L’ubiquità connaturale alle teste
pensanti
di Alessandro Campi
Nel suo recente libro Pierluigi Battista ha descritto bene i due
mali storici degli intellettuali italiani (soprattutto
novecenteschi): da un lato lo “spirito di gruppo” e la vocazione
gregaria, dall’altro la loro pretesa di rappresentare il sale
della terra e di incarnare lo spirito del tempo. Ciò ha prodotto
due conseguenze assai negative: il conformismo intollerante nei
confronti di qualunque eterodossia; e un rapporto perverso con la
politica e con il potere, nel senso che la cultura è stata spesso,
in Italia, una modalità della lotta politica, condotta dagli
intellettuali con spirito di crociata, avendo come obiettivo non
la libertà di ricerca scientifica e di espressione artistica, ma
la realizzazione di un fine storico-politico generale: la Pace, la
Giustizia sociale, il Bene dell’Umanità. Ai giorni nostri, tutto
ciò sembra essere venuto meno, anche se superare completamente
forme mentali e costumi consolidati richiede molto tempo. Ancora
oggi - pur fattosi flebile il riferimento all’ideologia o al
partito - la gran parte degli intellettuali opera all’interno di
cordate e di gruppi chiusi, in contrapposizione l’uno con l’altro.
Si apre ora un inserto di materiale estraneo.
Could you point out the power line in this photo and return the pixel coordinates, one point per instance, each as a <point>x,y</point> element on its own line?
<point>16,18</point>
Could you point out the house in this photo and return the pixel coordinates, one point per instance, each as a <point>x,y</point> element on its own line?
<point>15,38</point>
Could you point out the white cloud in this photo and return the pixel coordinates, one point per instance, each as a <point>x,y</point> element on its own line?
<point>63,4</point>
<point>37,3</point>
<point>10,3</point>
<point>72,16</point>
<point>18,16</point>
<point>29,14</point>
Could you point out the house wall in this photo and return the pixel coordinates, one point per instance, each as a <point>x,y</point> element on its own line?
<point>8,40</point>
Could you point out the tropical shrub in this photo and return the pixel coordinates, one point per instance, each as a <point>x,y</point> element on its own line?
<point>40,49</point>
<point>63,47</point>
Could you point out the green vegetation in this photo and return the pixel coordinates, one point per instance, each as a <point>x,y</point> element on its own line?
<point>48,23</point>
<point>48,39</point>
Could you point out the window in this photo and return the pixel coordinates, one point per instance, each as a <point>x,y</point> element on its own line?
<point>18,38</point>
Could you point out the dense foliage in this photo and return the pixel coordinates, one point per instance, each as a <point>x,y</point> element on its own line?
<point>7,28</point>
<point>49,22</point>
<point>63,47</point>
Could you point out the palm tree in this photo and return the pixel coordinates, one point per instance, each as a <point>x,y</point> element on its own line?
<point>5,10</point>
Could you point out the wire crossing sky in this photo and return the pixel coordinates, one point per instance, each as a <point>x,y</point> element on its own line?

Vecchi comunisti si sono nel frattempo convertiti al liberalismo,
ma hanno mantenuto la loro postura intransigente e settaria:
semplicemente sono diventati partigiani di una diversa causa, da
difendere a spada tratta e a priori. Il problema è che mettersi in
discussione - continuamente, come dovrebbe essere tipico
dell’abito mentale di chi lavora con le idee e con i libri - non è
per niente facile. E’ più facile che prevalga lo spirito di
appartenenza, la voglia di sentirsi parte integrante di un gruppo
ben identificabile, con il quale condividere vocazione e progetto.
Tra gli intellettuali di destra - si dice di solito - prevale uno
spirito più anarchico ed individualista, prevale un rapporto meno
organico con la politica. Ma qualcosa, evidentemente, deve essere
successo anche da quelle parti, se è vero che nel corso della
recente campagna elettorale, accanto a quello di Bobbio e
compagnia (Galante Garrone, Vattimo, Sylos Labini eccetera), ha
fatto la sua bella comparsa anche un contro-manifesto firmato da
alcuni intellettuali cosiddetti di destra (a partire da Franco
Cardini). Evidentemente, la voglia di apporre la propria firma
sotto un proclama, di chiamare a raccolta le intelligenze in vista
di una causa “santa e giusta”, di volersi contrapporre “noi contro
loro”, non è più, come si credeva, una prerogativa esclusiva degli
intellettuali di sinistra. Anche i disorganici di un tempo
ambiscono, oggi, ad un ruolo più organico. Il che, francamente,
non sembra un bel segnale, considerato che le vere sfide
culturali, le proposte intellettualmente innovative sono sempre
state il frutto della capacità di elaborazione di singole
individualità, di personalità capaci, se necessario, di porsi di
traverso rispetto alle mode intellettuali dominanti, di assumere
atteggiamenti eccentrici e controcorrente, di camminare insomma
con le proprie gambe e senza il conforto dei “compagni di strada”.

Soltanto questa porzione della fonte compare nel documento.